Georgia! Are you ready?
”
His soldiers roared. Surely, Gordon thought, surely this multitude must be heard where the Federals held Virginia’s soil in thrall, these voices must be heard and set men trembling.
“Boys, you know me. And I know you. You know I don’t believe, never have believed, in showing the enemy my back. My motto is
‘Forward!’
But, Lord bless me, since I took command of this fine, this brave, this impeccable brigade … boys, I have been shamed. Yes, shamed! And shamed again. You heard me right, just still those murmurs right now. You hold your tongues and listen. You’ve shamed your commanding officer, a man who always led the way in the face of the enemy, and do you know why?”

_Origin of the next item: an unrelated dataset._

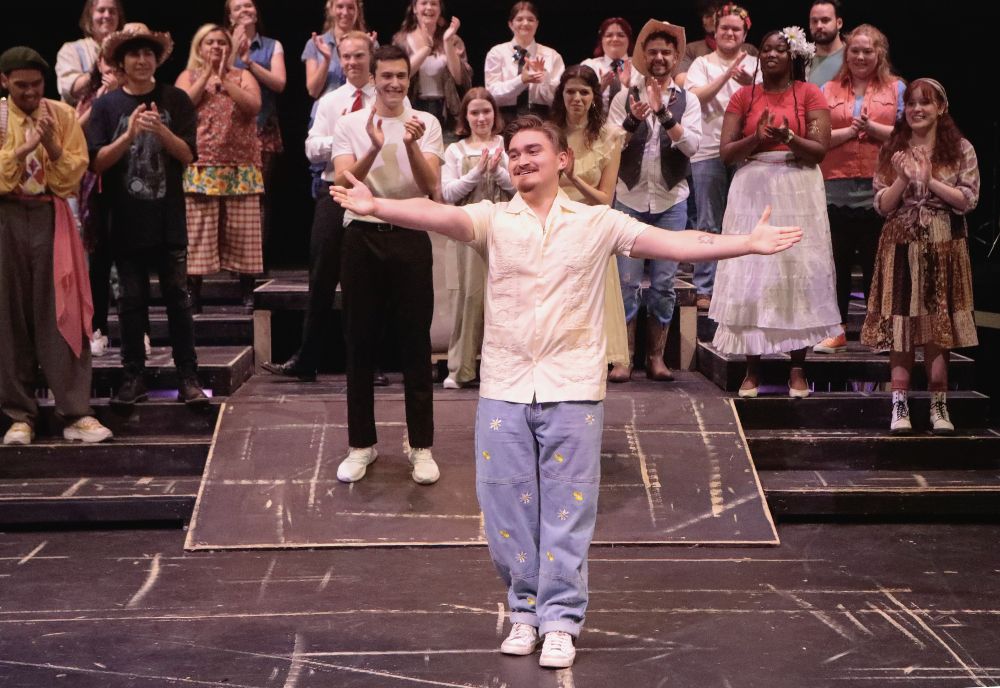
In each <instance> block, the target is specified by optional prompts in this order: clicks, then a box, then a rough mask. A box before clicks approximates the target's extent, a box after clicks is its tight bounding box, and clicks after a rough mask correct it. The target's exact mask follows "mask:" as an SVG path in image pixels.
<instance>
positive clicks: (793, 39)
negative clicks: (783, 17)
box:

Gordon surveyed the beautiful, tattered, willing ranks before him. Without dropping his rump down into the saddle, he let his mount step along. The men knew the rules and patterns of his performances and he could feel them waiting for the kicker.
“I’ll
tell
you why you shame me, boys.” He let his face expand in a mighty smile. “Because, once y’all get going at the Yankees,
I can’t keep up with you!
You make your general look like a shirking skedaddler, like a shade tree do-nothing.
God bless Georgia!
”
A thousand voices and a thousand more howled, cheered, and bellowed their approval.
“You jest watch us, Genr’l,”
a voice called, piercing the hubbub.
“Even that horse a your’n won’t catch us up.”
“Oh, I don’t want to slow you down,” Gordon responded to his bearded interlocutor, to them all. “No, gentlemen, no! I wouldn’t want to be the cause of sparing those Billy Yanks one mite of the terrible blow this brigade is set to deliver upon that pusillanimous blue multitude. So … I’m just going to do my best to keep up with y’all. I want you boys to go at those blue devils like a high-summer hurricane and send them running back to Hell or Boston, whichever’s closer.”
He paused, letting the renewed cheers dissipate and scanning the ranks before him. His horse pranced and Gordon preened. Wishing Fanny were there to admire him, as she had that sweet gift of doing. He was grateful for every glimpse of the woman, for every breath she took.
Men said he loved to hear the sound of his own voice, but Gordon didn’t mind. It was the Lord’s own truth. He loved to stand up and speechify, and his men loved to listen and play their parts in the spectacle. The trick, of course, was to know the men, to reach past their desires to get at their needs. Once you knew the audience, you knew the words to say, and all you had to do was to say them proper.